What about the popularity contest? The reality is that a group of people is judging you to determine if they want you to be part of their elite club. The Peers want to make sure that you are ready to represent them, the Order, the Crown, and the Society to every single new person that walks through the door. They are trying really hard to prevent giving a high honor to someone who will turn out to be unworthy, because it is very hard to remove someone from peerage. They want to make sure that you are like them, for their specific brand of cool. What this means is that Peers generally want to know someone personally before counseling elevate. They do not need to be your best friend, but they do want to know you or know who you are. Therefore, the notoriety part of popularity is important because, while elevation to Peerage is at the whim of the Crown, most Royalty want the support of the Order (represented here by Elevate recommendation on the poll).

So, honestly, yes. Getting a Peerage is something of a high school popularity contest.

That said, I prefer the more positive analogy of an extended, semi-secret job interview. You state that you think you might want to be a Peer someday and we start watching, listening, and building a resume for you. At the end, you get the job (and make no mistake, being a Peer is a JOB). The best part of thinking about the Peerage process as an extended interview is the realization that the interview never ends and there are an infinite number of spots to be filled once the right candidate comes along!

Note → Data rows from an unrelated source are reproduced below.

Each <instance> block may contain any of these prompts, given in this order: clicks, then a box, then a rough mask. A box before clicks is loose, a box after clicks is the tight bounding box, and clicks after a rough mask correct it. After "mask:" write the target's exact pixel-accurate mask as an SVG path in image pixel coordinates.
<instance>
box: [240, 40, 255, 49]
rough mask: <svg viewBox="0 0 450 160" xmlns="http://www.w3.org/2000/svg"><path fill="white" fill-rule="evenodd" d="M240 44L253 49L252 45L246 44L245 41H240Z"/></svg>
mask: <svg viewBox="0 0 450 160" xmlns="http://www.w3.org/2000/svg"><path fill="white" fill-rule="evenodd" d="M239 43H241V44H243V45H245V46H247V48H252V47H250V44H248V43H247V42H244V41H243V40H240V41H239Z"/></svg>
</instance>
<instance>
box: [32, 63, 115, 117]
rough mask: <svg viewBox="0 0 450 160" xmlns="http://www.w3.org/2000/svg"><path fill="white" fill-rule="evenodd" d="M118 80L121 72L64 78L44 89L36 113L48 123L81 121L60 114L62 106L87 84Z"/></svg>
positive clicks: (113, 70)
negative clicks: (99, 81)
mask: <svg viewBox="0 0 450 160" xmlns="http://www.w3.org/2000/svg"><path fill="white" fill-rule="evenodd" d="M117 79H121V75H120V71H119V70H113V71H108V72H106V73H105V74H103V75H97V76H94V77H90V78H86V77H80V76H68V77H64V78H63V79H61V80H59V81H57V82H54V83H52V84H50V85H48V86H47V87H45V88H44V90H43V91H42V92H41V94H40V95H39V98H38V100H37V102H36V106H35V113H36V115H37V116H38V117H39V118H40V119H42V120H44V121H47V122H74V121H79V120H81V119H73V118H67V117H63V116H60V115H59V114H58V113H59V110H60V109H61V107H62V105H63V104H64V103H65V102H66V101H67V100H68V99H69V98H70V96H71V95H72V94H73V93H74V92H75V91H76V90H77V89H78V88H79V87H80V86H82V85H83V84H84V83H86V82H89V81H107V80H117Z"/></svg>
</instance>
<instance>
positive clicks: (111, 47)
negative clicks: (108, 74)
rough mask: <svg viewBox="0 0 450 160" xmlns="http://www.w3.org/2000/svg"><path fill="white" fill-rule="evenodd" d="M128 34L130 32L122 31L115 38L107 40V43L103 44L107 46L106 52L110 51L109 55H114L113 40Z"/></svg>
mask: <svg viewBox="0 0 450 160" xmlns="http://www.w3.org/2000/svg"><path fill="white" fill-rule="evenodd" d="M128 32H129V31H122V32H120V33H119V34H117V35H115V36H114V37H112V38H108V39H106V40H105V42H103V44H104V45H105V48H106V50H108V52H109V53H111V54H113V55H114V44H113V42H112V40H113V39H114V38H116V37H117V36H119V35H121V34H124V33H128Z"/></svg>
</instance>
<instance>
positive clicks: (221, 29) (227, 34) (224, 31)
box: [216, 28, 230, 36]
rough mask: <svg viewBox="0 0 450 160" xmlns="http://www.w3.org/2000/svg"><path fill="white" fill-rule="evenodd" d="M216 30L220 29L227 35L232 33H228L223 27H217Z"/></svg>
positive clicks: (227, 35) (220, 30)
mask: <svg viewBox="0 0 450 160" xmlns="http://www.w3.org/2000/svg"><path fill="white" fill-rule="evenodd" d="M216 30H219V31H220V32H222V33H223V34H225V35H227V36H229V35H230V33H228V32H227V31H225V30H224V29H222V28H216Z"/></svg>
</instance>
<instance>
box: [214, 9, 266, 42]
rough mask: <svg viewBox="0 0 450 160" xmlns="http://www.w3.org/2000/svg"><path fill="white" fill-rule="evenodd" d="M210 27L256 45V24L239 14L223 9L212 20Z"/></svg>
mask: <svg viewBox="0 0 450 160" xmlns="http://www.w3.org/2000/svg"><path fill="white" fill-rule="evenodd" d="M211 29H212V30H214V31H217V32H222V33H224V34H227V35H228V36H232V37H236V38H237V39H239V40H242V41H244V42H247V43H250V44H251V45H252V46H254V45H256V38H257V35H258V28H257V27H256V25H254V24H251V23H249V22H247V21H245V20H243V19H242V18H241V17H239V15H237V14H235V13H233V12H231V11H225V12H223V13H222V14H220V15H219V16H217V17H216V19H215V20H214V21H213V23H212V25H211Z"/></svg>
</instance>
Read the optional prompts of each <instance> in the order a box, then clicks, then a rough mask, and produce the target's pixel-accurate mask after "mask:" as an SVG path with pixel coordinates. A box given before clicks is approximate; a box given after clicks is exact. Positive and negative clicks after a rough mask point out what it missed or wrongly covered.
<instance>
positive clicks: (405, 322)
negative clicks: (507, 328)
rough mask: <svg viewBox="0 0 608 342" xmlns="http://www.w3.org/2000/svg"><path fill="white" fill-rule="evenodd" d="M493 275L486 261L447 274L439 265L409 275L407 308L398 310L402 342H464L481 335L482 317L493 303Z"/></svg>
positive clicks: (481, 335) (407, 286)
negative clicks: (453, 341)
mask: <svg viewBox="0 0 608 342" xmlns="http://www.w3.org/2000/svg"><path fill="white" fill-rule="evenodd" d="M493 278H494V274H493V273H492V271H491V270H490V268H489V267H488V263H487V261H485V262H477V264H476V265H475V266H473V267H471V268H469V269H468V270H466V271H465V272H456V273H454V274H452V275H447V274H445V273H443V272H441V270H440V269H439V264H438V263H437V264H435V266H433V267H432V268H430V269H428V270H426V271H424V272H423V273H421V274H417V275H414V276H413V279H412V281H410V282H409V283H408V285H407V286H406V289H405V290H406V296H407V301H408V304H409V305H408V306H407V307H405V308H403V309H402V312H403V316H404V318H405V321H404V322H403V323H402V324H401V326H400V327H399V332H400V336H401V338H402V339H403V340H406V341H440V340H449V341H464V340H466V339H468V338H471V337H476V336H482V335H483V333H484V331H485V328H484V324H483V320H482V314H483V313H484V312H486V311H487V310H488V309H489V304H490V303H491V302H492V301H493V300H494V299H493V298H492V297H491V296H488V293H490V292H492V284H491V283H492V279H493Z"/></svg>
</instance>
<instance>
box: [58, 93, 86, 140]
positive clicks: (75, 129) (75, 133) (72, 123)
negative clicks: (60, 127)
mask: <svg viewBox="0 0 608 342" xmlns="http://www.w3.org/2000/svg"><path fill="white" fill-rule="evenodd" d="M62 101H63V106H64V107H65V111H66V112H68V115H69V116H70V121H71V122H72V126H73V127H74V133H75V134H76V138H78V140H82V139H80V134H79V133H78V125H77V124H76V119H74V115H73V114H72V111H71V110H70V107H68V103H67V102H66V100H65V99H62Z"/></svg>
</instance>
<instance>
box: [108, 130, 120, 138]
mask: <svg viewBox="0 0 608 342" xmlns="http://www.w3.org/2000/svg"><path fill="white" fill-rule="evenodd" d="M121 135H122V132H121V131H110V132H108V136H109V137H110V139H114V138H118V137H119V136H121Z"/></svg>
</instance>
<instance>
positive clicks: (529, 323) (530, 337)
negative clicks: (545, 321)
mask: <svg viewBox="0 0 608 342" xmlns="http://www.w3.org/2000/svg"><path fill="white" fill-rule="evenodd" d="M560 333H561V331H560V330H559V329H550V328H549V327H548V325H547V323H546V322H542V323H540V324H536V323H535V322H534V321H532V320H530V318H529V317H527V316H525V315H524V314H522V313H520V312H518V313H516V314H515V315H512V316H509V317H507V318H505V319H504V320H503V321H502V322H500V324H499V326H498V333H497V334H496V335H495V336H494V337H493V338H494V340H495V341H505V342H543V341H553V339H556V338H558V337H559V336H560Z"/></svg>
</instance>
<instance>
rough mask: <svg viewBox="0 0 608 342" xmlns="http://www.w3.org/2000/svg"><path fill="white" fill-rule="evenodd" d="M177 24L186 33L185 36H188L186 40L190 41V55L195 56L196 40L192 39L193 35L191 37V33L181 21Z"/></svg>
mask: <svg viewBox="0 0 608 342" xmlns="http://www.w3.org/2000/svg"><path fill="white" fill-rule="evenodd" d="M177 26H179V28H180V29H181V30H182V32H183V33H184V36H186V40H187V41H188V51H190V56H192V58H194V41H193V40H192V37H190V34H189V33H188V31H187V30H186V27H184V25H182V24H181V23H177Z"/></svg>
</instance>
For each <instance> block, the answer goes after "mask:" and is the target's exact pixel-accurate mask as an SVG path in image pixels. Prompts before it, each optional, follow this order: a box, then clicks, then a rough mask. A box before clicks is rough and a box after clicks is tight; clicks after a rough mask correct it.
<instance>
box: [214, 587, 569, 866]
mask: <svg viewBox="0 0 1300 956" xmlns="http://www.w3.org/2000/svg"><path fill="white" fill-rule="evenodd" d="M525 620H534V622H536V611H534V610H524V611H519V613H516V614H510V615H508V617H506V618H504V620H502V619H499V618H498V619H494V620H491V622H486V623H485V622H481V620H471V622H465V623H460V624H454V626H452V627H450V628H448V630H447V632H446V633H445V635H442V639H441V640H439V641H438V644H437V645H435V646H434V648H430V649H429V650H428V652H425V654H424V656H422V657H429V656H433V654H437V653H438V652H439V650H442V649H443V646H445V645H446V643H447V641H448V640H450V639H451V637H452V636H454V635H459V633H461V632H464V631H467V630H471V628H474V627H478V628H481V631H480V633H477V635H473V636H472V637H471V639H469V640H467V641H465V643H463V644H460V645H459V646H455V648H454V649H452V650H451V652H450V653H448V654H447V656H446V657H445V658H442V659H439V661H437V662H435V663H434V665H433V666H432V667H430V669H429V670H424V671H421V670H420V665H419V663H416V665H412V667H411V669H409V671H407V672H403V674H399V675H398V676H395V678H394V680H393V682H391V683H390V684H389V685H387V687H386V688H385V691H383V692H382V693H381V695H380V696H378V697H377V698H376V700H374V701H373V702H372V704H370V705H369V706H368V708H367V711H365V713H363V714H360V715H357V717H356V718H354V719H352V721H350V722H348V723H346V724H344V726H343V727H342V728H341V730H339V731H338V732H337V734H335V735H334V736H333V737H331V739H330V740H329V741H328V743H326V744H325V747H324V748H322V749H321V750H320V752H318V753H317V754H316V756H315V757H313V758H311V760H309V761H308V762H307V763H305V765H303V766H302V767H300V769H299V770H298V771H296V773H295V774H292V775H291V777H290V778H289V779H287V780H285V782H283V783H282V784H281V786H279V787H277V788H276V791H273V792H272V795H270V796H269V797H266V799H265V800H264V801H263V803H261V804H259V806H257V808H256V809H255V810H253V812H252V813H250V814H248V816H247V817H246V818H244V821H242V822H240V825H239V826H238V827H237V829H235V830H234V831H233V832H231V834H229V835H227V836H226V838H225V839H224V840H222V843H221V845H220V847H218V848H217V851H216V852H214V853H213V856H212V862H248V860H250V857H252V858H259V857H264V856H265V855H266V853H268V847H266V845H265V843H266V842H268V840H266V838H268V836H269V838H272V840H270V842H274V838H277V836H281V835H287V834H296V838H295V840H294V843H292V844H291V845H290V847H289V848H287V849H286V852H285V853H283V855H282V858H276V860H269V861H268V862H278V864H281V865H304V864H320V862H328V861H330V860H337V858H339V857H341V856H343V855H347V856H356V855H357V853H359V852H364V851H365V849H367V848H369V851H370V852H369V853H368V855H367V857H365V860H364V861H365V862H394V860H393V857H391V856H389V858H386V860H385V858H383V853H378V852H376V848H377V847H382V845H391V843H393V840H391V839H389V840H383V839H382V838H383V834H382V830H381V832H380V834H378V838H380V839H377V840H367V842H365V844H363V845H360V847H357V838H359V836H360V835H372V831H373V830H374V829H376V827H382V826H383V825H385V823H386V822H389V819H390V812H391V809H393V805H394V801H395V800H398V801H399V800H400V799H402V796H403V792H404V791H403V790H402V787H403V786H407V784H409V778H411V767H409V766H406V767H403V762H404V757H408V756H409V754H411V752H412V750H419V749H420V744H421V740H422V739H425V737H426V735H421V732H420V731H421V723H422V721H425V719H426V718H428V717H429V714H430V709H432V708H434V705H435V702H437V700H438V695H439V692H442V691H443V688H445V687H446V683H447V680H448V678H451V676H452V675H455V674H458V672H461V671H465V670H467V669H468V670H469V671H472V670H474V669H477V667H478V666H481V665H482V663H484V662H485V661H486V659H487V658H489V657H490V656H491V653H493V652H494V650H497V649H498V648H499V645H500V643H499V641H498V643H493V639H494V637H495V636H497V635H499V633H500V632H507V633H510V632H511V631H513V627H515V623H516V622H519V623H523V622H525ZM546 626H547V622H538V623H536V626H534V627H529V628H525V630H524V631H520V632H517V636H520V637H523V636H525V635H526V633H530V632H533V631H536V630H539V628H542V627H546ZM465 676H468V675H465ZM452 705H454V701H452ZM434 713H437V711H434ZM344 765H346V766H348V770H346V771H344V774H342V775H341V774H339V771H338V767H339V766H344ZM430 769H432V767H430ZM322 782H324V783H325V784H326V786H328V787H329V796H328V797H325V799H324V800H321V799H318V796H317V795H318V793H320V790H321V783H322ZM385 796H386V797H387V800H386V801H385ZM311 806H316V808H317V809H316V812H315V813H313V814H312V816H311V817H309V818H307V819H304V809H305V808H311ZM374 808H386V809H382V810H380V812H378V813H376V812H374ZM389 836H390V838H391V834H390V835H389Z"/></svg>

Wrapping this all up, here’s the take away: The Peers want you to be a Peer. They want you to get really good at your thing and display the noble bearing we expect from members of our highest Orders. If you feel that you are being overlooked, or someone you know is being overlooked, talk to a Peer and see if maybe you can get some help. Be prepared for frank feedback – as I said in some of my other notes, becoming a Peer is often about taking your lumps.